Treatment with clozapine for a year results in neutropenia in 1.5 to 2.9% of patients and agranulocytosis in 0.8% of patients. The mechanisms of both forms of neutrophil toxicity are unclear11. It is has been suggested that the neutropenia and agranulocytosis are due to different mechanisms (Gerson, 1994). It is possible that apoptosis may play a role in the pathogenesis of both forms of toxicity. With regard to clozapine  granulocytosis, it can be postulated that the cellular target will be a more committed neutrophil precursor, as well as mature peripheral PMNs, and for the neutropenia, In initial experiments, Guest et al found that the cells of two of three patients with a history of clozapine associated severe neutropenia exhibited a great sensitivity to the effects of clozapine oxidized by HOCl at low concentrations when compared to cells from normal controls or patients who had been treated with clozapine without experiencing neutropenia. The parent drug did not cause significant toxicity at the same concentrations16. The main objection to the hypothesis that antibody mediated damage is responsible for the observed neutropenia: agranulocytosis is the time-course of the pathology, particularly upon re-exposure. Based upon published clinical studies (Safferman et al., 1992) and our own observations, the average duration between exposure to clozapine and agranulocytosis is 8–12 weeks upon first exposure and 6–12 weeks for the second exposure. The long lag time between reemergence of agranulocytosis upon re-exposure to clozapine is very difficult to reconcile with an amnestic antibody response, which would be expected to occur much faster and is in contrast to what is observed in cases of aminopyrine- induced agranulocytosis on second exposure.
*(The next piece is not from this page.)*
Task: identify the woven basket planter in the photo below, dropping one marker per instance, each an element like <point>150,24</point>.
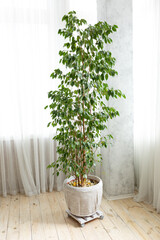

If clozapine or clozapine metabolites affected the neutrophil precursors, a drop in the number of neutrophils in the blood would be expected to occur 10–14 days later, which would not be consistent with the time course observed in CIA17.

 

An increased sensitivity of cells of some, but not all, patients has also been documented in neutropenia induced by other drugs, including chlorpromazine, carbamazepine and sulphamethoxazole18 Therefore, it is possible that clozapine-induced agranulocytosis is due to the toxicity of the reactive metabolite of clozapine and the idiosyncratic nature of the reaction could be due to differences in the sensitivity of neutrophil precursors; however, the increased sensitivity was not consistent and it is difficult to understand why the onset of agranulocytosis would be delayed for a month or more after initiation of clozapine therapy.

 

Declaration of conflict of interests:

The study was supported financially and administratively by Novartis Pharma Pakistan Limited.